A Robust Methodology for Stroke Disease Prediction using a Hard Voting Classifier

Nouralhuda Ali Abdulsamad; Ali A. Yassin; Zaid Ameen Abduljabbar; Mohammed S. Hashim; Vincent Omollo Nyangaresi

doi:10.48084/etasr.10292

Authors

Nouralhuda Ali Abdulsamad Department of Computer Science, College of Education for Pure Sciences, University of Basrah, Basrah 61004, Iraq
Ali A. Yassin Department of Computer Science, College of Education for Pure Sciences, University of Basrah, Basrah 61004, Iraq
Zaid Ameen Abduljabbar Department of Computer Science, College of Education for Pure Sciences, University of Basrah, Basrah 61004, Iraq | Department of Business Management, Al-Imam University College, Balad 34011, Iraq | Shenzhen Institute, Huazhong University of Science and Technology, Shenzhen 518000, China
Mohammed S. Hashim Department of Computer Science, College of Education for Pure Sciences, University of Basrah, Basrah 61004, Iraq
Vincent Omollo Nyangaresi Department of Computer Science and Software Engineering, Jaramogi Oginga Odinga University of Science and Technology, Bondo 40601, Kenya | Department of Applied Electronics, Saveetha School of Engineering, SIMATS, Chennai, Tamil Nadu 602105, India

Volume: 15 | Issue: 3 | Pages: 22830-22836 | June 2025 | https://doi.org/10.48084/etasr.10292

Received: 19 January 2025 | Revised: 20 February 2025 and 09 March 2025 | Accepted: 13 March 2025 | Online:

Corresponding author: Ali A. Yassin

Abstract

The vast majority of strokes are caused by an unexpected occlusion of the blood vessels that supply the brain and the heart arteries. Early detection of the many warning symptoms of stroke can help reduce the severity of the stroke and save the patient's life. Although researchers have proposed a variety of diagnostic methods to detect this disease, the methods currently in use still need further improvement. In this paper, we propose an effective methodology that utilizes a hard voting classifier based on three Machine Learning (ML) models, namely, Random Forest (RF), K-Nearest Neighbors (KNN), and Extra Trees Classifier (ETC).
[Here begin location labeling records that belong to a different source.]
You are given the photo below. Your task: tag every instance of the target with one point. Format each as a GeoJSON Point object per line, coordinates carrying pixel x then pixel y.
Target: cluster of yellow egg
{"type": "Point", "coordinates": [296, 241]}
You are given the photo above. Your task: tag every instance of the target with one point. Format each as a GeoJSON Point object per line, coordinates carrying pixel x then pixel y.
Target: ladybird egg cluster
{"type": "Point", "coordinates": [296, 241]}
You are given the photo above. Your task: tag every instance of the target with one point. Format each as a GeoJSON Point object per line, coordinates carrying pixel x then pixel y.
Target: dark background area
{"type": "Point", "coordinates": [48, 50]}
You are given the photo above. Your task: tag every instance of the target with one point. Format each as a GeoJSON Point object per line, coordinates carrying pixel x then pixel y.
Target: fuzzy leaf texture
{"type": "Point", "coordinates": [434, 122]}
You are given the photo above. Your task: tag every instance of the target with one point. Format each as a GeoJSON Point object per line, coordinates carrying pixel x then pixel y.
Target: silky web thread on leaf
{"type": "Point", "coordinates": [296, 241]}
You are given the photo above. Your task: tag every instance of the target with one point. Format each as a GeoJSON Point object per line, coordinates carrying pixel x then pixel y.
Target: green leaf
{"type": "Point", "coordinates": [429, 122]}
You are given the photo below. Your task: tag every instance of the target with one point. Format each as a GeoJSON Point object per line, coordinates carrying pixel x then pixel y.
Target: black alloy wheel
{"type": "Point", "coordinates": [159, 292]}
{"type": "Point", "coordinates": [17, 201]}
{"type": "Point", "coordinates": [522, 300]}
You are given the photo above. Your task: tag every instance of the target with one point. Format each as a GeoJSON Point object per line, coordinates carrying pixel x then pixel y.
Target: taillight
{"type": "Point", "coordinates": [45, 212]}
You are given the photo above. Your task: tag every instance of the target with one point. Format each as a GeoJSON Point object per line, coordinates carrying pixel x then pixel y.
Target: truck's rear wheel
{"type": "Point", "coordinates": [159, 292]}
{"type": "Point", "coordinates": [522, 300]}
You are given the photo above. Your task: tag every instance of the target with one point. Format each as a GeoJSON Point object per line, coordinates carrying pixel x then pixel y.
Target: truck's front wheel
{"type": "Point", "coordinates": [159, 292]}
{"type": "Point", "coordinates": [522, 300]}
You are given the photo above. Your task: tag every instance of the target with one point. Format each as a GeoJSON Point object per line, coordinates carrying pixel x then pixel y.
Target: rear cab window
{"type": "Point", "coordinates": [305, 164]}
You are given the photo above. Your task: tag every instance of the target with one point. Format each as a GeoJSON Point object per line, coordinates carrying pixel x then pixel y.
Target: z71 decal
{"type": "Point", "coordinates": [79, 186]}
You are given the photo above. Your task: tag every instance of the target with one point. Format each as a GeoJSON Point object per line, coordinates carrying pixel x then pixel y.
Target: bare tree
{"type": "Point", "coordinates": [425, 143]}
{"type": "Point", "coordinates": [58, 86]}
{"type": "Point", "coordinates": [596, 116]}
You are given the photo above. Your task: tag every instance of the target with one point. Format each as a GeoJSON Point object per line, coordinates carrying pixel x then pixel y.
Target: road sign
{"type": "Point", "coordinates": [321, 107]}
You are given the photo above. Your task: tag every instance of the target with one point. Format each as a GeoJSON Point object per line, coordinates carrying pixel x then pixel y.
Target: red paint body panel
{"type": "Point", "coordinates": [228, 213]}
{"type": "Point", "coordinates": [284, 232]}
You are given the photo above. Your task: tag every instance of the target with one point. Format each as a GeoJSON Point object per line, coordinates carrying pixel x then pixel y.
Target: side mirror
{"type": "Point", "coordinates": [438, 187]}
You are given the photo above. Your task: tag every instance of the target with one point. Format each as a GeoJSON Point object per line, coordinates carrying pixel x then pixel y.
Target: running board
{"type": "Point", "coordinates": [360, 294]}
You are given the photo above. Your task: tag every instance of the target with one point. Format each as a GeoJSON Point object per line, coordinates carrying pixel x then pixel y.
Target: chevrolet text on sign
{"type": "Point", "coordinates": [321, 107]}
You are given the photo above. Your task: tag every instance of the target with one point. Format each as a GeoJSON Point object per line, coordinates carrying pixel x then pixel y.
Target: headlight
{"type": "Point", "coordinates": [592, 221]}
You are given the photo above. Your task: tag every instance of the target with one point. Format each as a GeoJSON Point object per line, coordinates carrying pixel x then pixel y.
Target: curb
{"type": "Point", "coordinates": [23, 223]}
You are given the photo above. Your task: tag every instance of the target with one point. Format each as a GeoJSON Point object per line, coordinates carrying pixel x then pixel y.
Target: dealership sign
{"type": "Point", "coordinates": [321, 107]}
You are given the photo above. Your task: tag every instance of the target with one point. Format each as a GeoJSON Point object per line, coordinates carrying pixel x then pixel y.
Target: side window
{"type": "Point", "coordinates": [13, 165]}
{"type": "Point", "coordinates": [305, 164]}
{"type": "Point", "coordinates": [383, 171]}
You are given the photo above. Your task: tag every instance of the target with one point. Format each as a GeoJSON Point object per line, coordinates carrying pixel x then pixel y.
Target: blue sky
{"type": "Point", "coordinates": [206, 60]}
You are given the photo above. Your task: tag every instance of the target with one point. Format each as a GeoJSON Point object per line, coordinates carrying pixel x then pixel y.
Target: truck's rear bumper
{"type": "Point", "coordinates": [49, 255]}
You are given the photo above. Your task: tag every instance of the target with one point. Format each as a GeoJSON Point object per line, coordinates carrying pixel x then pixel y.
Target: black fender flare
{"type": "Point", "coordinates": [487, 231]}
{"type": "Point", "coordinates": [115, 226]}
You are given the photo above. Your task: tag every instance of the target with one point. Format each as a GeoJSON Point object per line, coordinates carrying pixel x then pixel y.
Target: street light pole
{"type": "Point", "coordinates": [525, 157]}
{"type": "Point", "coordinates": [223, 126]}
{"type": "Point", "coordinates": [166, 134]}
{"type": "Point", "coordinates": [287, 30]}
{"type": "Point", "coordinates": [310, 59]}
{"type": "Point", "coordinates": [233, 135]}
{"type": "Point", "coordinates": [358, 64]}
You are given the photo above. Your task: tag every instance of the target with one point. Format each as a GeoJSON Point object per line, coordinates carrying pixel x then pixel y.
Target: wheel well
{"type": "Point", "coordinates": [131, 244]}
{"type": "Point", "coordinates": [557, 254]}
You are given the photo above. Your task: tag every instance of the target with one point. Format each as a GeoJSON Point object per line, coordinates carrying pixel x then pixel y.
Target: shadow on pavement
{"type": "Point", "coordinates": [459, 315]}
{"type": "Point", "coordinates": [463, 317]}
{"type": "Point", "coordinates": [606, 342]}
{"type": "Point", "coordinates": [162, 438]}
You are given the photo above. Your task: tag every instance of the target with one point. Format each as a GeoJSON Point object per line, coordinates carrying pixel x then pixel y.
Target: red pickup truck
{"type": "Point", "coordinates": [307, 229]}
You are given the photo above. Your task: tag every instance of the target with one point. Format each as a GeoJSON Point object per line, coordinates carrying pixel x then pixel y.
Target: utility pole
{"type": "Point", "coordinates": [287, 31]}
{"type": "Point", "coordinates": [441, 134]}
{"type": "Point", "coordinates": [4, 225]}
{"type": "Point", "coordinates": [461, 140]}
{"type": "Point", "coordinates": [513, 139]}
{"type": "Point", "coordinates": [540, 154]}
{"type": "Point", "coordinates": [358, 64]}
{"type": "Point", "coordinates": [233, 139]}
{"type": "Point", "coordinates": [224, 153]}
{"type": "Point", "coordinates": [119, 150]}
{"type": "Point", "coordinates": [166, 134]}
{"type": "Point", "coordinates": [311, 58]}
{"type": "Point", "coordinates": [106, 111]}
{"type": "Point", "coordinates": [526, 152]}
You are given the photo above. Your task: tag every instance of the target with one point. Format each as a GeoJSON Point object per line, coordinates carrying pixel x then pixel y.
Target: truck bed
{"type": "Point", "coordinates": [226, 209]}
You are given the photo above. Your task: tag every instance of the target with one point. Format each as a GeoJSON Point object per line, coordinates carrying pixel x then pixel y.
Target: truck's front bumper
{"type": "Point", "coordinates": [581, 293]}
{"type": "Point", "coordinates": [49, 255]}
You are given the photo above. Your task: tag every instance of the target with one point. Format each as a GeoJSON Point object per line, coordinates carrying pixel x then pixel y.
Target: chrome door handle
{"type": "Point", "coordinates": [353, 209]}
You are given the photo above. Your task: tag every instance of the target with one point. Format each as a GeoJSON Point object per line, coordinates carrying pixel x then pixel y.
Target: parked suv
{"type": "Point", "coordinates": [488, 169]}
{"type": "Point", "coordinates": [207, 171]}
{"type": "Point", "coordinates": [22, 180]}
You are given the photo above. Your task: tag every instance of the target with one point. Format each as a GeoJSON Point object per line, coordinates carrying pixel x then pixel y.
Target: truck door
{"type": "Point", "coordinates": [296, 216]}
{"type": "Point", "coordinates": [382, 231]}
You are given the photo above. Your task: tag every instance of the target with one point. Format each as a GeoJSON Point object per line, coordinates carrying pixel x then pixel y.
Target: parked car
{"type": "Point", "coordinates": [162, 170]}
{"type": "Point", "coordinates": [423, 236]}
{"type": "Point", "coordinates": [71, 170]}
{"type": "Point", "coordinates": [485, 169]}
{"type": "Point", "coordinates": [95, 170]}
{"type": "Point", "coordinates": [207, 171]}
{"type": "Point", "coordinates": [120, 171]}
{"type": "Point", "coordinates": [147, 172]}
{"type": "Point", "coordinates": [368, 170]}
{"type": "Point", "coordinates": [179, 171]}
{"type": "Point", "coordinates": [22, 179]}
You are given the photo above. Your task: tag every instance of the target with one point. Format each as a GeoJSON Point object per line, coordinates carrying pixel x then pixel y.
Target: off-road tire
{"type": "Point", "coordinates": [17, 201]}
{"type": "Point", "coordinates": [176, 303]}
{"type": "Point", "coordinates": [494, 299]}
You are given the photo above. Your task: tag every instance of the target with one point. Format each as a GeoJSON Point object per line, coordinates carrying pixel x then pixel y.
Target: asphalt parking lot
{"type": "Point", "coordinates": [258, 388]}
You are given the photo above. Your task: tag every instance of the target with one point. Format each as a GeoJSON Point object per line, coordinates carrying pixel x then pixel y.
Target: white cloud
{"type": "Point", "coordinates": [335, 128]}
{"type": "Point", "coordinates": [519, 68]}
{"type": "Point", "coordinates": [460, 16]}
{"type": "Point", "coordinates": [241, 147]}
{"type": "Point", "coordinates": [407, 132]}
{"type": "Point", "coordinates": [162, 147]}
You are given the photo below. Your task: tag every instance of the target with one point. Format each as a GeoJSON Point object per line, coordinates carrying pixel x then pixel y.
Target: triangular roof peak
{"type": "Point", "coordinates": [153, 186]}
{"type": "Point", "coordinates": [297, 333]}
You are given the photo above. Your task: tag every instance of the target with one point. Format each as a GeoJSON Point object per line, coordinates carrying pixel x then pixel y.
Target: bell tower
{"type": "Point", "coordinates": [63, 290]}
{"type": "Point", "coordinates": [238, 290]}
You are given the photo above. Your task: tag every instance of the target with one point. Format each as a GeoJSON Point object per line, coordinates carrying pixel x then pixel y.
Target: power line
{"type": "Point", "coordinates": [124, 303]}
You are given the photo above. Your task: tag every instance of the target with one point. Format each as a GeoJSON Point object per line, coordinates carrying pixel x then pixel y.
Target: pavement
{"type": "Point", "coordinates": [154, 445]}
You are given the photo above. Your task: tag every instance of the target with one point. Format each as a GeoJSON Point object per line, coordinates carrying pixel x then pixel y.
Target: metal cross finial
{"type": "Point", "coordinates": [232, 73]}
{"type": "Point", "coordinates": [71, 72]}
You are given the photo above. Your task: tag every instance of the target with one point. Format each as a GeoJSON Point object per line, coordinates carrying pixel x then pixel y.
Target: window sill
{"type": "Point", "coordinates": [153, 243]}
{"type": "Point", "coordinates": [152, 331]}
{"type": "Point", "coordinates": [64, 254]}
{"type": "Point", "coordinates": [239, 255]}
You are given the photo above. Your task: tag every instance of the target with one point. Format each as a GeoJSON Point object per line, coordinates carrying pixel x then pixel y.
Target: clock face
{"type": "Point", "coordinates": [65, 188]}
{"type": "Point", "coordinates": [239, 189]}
First, a series of data quality improvement procedures were performed using the Synthetic Minority Oversampling Technique (SMOTE) approach for data balancing to ensure an unbiased training process without majority class dominance. Next, we divided the dataset into two parts, a training part and a testing part, and these data were fed to the models used. In the last phase, we implemented four ML algorithms to evaluate their effectiveness and then selected the three most effective models for integration into our proposed hard voting classifier. The hard voting outperformed the results of modern studies with an accuracy of 97.48%, a precision of 0.9802, a recall of 0.9691, and an F1 score of 0.9747. Furthermore, we applied K-fold cross-validation (K=10), which systematically partitions the dataset into multiple subsets, preventing overfitting and providing a robust estimate of model performance across different data splits, where a mean accuracy of 97.1% was achieved.

Keywords:

stroke disease, machine learning, prediction, hard voting classifier, SMOTE, cross-validation

References

J. T. Marbun, Seniman, and U. Andayani, "Classification of stroke disease using convolutional neural network," Journal of Physics: Conference Series, vol. 978, no. 1, Mar. 2018, Art. no. 012092. DOI: https://doi.org/10.1088/1742-6596/978/1/012092

O. Almadani and R. Alshammari, "Prediction of Stroke using Data Mining Classification Techniques," International Journal of Advanced Computer Science and Applications, vol. 9, no. 1, pp. 457–460, Jan. 2018. DOI: https://doi.org/10.14569/IJACSA.2018.090163

V. L. Feigin et al., "World Stroke Organization (WSO): Global Stroke Fact Sheet 2022," International Journal of Stroke, vol. 17, no. 1, pp. 18–29, Jan. 2022. DOI: https://doi.org/10.1177/17474930211065917

S. Negash, P. Musa, D. Vogel, and S. Sahay, "Healthcare information technology for development: improvements in people’s lives through innovations in the uses of technologies," Information Technology for Development, vol. 24, no. 2, pp. 189–197, Apr. 2018. DOI: https://doi.org/10.1080/02681102.2018.1422477

R. S. Jeena and S. Kumar, "Machine intelligence in stroke prediction," International Journal of Bioinformatics Research and Applications, vol. 14, no. 1–2, pp. 29–48, Jan. 2018. DOI: https://doi.org/10.1504/IJBRA.2018.10009163

R. J. Mohammed et al., "A Robust Hybrid Machine and Deep Learning-based Model for Classification and Identification of Chest X-ray Images," Engineering, Technology & Applied Science Research, vol. 14, no. 5, pp. 16212–16220, Oct. 2024. DOI: https://doi.org/10.48084/etasr.7828

M. Kong, Q. He, and L. Li, "AI Assisted Clinical Diagnosis & Treatment, and Development Strategy," Strategic Study of Chinese Academy of Engineering, vol. 20, no. 2, pp. 86–91, Apr. 2018. DOI: https://doi.org/10.15302/J-SSCAE-2018.02.013

S. Campagnini, C. Arienti, M. Patrini, P. Liuzzi, A. Mannini, and M. C. Carrozza, "Machine learning methods for functional recovery prediction and prognosis in post-stroke rehabilitation: a systematic review," Journal of NeuroEngineering and Rehabilitation, vol. 19, no. 1, Jun. 2022, Art. no. 54. DOI: https://doi.org/10.1186/s12984-022-01032-4

H. Ahmed, S. F. Abd-el Ghany, E. M. G. Youn, N. F. Omran, and A. A. Ali, "Stroke Prediction using Distributed Machine Learning Based on Apache Spark," International Journal of Advanced Science and Technology, vol. 28, no. 15, pp. 89–97, Nov. 2019.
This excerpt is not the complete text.